I agree it’s not totally clear cut, and some sensible discretion should be applied. On the flip side, I know you’ve mentioned before that content added like this would fail to be recognised for automatic translation (like Chrome offers for people browsing sites not in their systems native language). Also, given that there are quite some combination of browsers/readers which either deliver the CSS content incorrectly or not at all (https://www.powermapper.com/tests/screen-readers/content/css-generated-content/ ), then it would be better to use this technique for supplemental content that’s not essential.

In response to Ashley Sheridan. Reply

+1

In response to Ashley Sheridan. Reply

Came back to this post after retesting this today. It’s literally just IE that has a problem with this. NVDA/JAWS/Voiceover/Talkback + Chrome/Edge/Firefox/Safari all seem to announce ::before and ::after content without issue.

How long should we be expected to continue catering to a defunct browser that even Microsoft doesn’t support anymore?

In response to James. Reply

James, I think you are asking how long we, as in the entirety of the web, should worry about IE. As a blanket statement I cannot say, especially now that Edge has an IE mode (primarily for enterprise users).

However, I can say that if the audience for the specific thing for which you want to drop IE support has no IE users (and the tool measuring that does not itself block IE, skewing those numbers) for some period of time that you consider to be sufficient to drop support, then I guess drop IE support for that specific thing.

Reply

Accessibility conformance statements are supposed to specify the technologies that are relied on for conformance. The solution would therefore be to list CSS as a relied-on technology if you are using CSS content (and perhaps other properties such as “display:none”), in which case F87 would not apply. If you don’t list CSS as a relied-on technology, F87 does apply .

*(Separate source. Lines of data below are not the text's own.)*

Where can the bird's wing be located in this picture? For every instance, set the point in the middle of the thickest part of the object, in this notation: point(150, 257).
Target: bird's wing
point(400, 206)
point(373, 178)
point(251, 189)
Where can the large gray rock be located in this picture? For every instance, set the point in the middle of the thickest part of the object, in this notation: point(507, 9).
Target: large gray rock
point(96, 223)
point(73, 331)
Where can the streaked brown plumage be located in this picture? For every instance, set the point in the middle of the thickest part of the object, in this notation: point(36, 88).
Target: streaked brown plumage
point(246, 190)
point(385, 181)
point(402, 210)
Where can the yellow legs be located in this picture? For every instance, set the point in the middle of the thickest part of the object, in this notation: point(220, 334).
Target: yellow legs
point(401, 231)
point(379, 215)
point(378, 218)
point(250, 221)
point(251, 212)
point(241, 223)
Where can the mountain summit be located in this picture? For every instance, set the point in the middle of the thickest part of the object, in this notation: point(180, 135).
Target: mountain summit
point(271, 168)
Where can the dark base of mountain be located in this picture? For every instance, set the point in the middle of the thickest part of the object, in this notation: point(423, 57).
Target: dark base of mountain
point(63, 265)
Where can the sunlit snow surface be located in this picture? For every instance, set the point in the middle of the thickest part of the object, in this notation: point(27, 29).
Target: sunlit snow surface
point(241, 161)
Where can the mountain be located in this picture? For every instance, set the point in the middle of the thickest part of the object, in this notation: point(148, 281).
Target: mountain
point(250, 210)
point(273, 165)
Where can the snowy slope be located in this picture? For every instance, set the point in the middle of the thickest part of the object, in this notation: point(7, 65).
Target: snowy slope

It is worth noting that in the UK, the Government Digital Service (GDS) requires that all central government websites work without CSS, JavaScript or images. Their rationale is at https://www.gov.uk/service-manual/technology/using-progressive-enhancement. It’s also worth mentioning that many (perhaps most) central government websites don’t meet this requirement.

In response to Steve Green. Reply

I am assuming that when you say “accessibility conformance statements” you mean the output of a VPAT. If so, yes, those can frame the outcome of an accessibility review (or audit) as the organization sees fit. My point overall was about conformance, not reporting.

For those who want to try their hand at the GDS approach you reference, CSS Naked Day may be worth a look (held annually on 9 April) if only for ideas outside of government context.